Btw, are you planning to release show pigeons like fantails lahores ect.!?

Elvis


----------



## screamingeagle (Oct 16, 2002)

*Perfect pet: show vs racer?*

Hi, I know what you are going through. I myself am there also. Homer vs show bird, fly vs non-fly. So much to choose from. To start off, I would buy the book "pigeons" by Matthew M. Vriends. It's like $6.00, and has some great info about raising/keeping pigeons, and a good amount of info about various breeds. Plus it has some great photos to help you get an idea of the type of bird you want. I think most book stores do carry this book (one of the few pigeons books they WILL carry).

I've talked to lots of people, and most agree that show birds are easier to tame than homers. I would also agree. I had two homers that I rasied since 4 and 6 weeks of age. I had them almost 2 years, and hand fed them, and tried to handle them as much as I could. But they still were not very tame. They didn't want me touching them at all, and got nervous when I got close to them, but would perch on my head and take a nap with me. It was hard to gain their trust, very frustrating at times. I lost both of them this year, which was even more frustrating.

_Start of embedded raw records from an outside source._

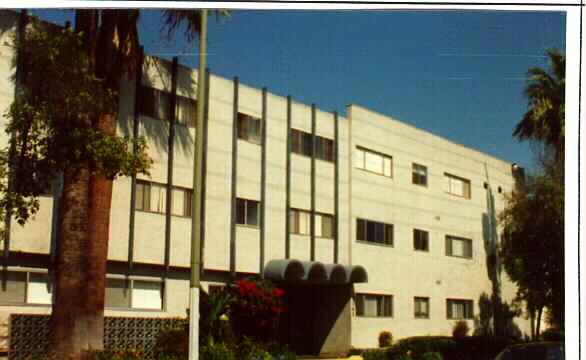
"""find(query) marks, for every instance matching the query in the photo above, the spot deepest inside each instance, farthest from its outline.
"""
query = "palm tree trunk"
(100, 192)
(68, 326)
(539, 313)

Determined not to have to go through all that again, I heard about some breeds that are tamer that just like to fly around the yard: many breeds of Owls such as Chinese and German, Satinettes, fantails, and arabian trumpeters. The arabians I heard are VERY tamable, but don't fly much.

If you wanta flying bird that's tamer, try Mookees. That is a breed I am looking into. They are said to be incrediably tame, great with kids, and can be trained to fly back to a travel box like rollers do. I personally wanted a flying bird that doesn't specically "home" because we move alot.

I also just got a pair of Oriental Owls, which are pretty tame too. With any breed, it's best to get them as a baby (best 4-7 weeks old) to get them tamed faster (if you want them as a pet). Or get a pair of old birds, raise an egg, and sell off the pair and keep the baby.

Try finding various pictures on the net (like google image search). Or search for "pigeon show" which might give a good site with various breeds. Find an interesting breed, then search the net about the breed until you find a breeder or someone with info!

Suzanne


----------